Stepping up to the global cuisine periodical plate, Saveur magazine has become the next best thing to Gourmet.  Perhaps it doesn't bring me to the same daydream state that Gourmet did, but it often comes close.  This month's issue (#138) had a great article about the author's visit to his home state of Zacatecas in Mexico with some amazing photography and great looking recipes.  Saveur also is very free with its recipes and articles, and despite this issue still being available at newsstands, you can already read the full thing online here (  In a day and age where people like Christopher Kimball from America's Test Kitchen (and his subscription-only site) openly challenges the quality of food blogs and boldly considered them to be the reasoning for the fall of Gourmet Magazine (, I commend James Oseland and the Saveur staff for accepting the open paradigm of the internet and still seemingly finding a way to run a profitable company.  In this month's issue, the recipe that immediately stood out to me was a taco stuffed with cumin-spiced potatoes and then pan fried to get a crispy shell, dressed with salsa roja, cabbage, and cotija cheese.  Maybe it was the photo on the cover, but we had to try these as soon as possible, so I set out to recreate the magazine's recipe.  It's easy to make, it's cheap, it lasts for several days, and it is vegetarian (easily vegan too!).  This one will undoubtedly go down as a regular in our house.

Tacos de Papa
(Saveur Magazine issue #138, also found here but mine is better =D)

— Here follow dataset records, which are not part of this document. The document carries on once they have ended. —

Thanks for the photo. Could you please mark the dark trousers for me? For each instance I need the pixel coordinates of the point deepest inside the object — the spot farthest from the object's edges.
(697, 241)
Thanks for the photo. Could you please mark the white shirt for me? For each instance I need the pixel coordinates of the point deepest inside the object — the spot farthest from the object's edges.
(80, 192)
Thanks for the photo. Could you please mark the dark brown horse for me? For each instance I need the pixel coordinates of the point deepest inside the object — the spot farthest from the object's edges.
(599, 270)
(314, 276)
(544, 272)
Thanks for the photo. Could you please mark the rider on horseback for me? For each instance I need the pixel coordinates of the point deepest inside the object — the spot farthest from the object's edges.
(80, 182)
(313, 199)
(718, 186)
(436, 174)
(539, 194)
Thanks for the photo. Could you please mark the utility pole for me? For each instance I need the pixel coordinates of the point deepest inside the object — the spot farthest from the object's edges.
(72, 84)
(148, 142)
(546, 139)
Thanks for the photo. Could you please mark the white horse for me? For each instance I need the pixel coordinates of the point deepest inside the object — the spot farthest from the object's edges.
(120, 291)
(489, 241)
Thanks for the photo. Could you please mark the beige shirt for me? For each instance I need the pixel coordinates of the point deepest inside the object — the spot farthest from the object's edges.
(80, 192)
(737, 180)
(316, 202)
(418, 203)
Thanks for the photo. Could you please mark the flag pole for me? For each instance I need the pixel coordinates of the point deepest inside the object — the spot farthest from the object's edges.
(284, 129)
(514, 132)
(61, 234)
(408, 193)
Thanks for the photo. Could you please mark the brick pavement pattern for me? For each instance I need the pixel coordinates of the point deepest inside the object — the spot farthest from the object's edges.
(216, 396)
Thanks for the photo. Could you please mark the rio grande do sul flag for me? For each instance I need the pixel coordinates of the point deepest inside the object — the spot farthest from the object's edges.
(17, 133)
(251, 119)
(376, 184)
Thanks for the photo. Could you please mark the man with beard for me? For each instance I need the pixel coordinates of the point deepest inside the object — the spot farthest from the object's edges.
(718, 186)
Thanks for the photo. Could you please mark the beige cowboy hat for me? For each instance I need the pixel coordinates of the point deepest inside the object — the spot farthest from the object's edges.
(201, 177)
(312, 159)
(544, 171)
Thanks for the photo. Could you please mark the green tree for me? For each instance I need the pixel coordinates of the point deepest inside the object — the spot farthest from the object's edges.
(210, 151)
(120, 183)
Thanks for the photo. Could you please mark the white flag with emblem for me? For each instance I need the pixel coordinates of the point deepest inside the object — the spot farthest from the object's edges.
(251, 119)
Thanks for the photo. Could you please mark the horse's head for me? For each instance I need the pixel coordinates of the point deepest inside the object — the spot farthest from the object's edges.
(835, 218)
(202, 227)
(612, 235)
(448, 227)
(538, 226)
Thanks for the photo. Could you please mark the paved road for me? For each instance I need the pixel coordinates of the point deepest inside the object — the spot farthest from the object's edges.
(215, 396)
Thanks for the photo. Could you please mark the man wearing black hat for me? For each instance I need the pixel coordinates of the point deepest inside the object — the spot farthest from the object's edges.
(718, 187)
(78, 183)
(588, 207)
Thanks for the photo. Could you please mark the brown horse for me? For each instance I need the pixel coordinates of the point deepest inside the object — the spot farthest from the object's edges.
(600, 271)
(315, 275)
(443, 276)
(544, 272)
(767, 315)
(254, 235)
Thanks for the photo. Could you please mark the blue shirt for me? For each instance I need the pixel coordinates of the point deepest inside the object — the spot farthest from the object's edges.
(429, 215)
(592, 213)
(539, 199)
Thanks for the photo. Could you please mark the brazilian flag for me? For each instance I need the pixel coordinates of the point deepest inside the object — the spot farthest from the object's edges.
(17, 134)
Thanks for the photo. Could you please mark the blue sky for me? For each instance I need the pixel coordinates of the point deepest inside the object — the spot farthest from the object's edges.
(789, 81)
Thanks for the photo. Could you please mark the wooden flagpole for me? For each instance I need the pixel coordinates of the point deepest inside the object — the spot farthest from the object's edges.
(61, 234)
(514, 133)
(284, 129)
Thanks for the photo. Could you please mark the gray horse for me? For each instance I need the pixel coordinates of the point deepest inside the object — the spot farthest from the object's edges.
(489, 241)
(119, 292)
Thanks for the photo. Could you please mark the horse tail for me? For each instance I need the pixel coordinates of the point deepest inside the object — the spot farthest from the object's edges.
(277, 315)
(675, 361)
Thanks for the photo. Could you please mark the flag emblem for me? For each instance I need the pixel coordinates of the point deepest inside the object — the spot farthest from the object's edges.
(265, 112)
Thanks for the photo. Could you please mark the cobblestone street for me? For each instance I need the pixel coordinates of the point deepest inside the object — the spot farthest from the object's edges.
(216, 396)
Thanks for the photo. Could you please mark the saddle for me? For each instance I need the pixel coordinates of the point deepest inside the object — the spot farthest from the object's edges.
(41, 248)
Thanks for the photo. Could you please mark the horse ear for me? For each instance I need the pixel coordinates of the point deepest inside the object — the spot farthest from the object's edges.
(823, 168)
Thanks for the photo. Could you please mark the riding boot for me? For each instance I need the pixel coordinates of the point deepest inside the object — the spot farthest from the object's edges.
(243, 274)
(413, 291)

1 tbsp finely chopped cilantro
1/2 tsp dried oregano
1/2 tsp sugar
2 ripe tomatoes, cored (+1 for topping)
2 red jalepenos, stemmed
1 clove garlic, smashed, plus 2 cloves, minced
1 tbsp unsalted butter
1 lb russet potatoes, peeled
2 tsp kosher salt
1 tsp fresh ground black pepper
1 tsp ground cumin
1/2 c canola oil
18 corn tortillas
thinly sliced green cabbage and tomatoes and crumbled cotija cheese, for serving

Puree cilantro, oregano, sugar, tomatoes, jalepenos, smashed garlic, and 2/3 c water in a blender until smooth; set salsa aside.

Bring a medium saucepan of salted water to a boil, add potatoes, and cook until tender, about 25 minutes.  Drain potatoes and transfer to a large bowl.  add minced garlic, butter, salt, pepper, and cumin, and mash until smooth.  Set potato mixture aside.  It should be crumbly, but form-able.

I found that it was easier to deal with the tacos by heating them up first.  Microwave the desired number of tortillas for anywhere from 30 seconds to 1 minute.  They should be malleable without cracking.  If they are still stiff, microwave for a few seconds more.  Heat oil in a 12" skillet over medium-high heat.  Using a spoon, spread a layer of potato mixture in the middle of each tortilla.  Gently cup tortilla in one hand, press the potato mixture down with the back of a spoon, and fold in half with your hands.  Pressing the potato mixture helped it from falling out of the taco during frying.  Working in batches, add tacos to oil and fry, turning once, until golden brown and crisp, about 3 minutes.

Stuff cabbage, tomatoes, and cotija into tacos; drizzle with salsa before serving.